Saluting Spain’s David Villa
David Villa’s number was up. Over on the touchline, the board showed a seven. Villa glanced across at it, surprised and saddened, then walked slowly toward the edge of the pitch with his head down, embraced Juan Mata, sat on the bench and began to cry. So, this is the end.
In the buildup to Spain’s final game, the focus had been on how it brought a cycle to a close. The end was symbolised above all in the absence of Xavi Hernandez. But Xavi simply sat there in silence and at the full-time whistle headed straight down the tunnel. Afterward, he did not speak. Instead, the lasting image from Spain’s World Cup, the image that brought this generation to a close, ended up being Villa. His goal and his tears. The country’s greatest striker bid farewell.
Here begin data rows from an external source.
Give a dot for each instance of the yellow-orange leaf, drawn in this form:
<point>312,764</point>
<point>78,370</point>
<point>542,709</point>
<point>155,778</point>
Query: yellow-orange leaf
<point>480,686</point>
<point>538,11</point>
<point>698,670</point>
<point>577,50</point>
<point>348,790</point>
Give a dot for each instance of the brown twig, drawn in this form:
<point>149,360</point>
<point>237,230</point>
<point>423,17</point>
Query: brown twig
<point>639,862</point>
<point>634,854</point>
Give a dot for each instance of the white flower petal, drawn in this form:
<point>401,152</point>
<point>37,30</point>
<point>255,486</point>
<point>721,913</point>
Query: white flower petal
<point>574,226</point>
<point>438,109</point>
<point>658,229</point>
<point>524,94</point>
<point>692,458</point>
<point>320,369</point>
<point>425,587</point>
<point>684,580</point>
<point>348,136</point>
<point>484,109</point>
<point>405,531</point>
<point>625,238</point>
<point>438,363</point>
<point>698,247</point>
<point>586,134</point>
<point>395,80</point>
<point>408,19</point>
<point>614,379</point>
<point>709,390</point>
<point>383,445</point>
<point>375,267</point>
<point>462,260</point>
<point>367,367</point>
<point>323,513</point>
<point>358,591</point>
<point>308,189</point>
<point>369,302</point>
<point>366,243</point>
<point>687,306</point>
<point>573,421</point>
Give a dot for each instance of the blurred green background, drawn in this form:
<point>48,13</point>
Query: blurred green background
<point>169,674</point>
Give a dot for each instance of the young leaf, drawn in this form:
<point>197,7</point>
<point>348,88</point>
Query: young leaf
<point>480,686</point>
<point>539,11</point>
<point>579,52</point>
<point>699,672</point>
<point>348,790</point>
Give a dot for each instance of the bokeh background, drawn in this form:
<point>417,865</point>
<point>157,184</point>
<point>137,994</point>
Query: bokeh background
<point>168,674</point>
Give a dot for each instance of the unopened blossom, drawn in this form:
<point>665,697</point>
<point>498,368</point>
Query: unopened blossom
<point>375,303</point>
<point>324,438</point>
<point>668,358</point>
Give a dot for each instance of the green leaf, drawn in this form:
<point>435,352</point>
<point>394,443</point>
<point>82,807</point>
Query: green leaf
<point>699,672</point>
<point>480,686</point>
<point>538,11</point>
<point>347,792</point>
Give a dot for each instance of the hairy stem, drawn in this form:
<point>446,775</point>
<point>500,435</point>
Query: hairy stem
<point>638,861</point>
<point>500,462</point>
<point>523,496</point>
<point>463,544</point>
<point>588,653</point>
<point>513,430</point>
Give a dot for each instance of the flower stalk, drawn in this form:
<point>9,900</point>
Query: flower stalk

Villa left the way he came in: scoring. When he scored with a clever backheel, he kissed his shirt four times, and after he was taken off, the tears flowed on the bench. His goal Monday was his 59th in 97 games for Spain, more than anyone else, and his ninth in 11 World Cup games — another record. This was the 37th stadium he had scored in, in the same city where Spain had scored their first World Cup goal 64 years earlier.
"He should be very proud," Mata said. "He has marked a generation, and there will not be another player like him." Top scorer at Euro 2008 and top scorer in South Africa in 2010, Villa scored his goals across 43 different matches: His contribution was constant, not coincidental; his statistics not exaggerated by occasional gluts against weak opposition.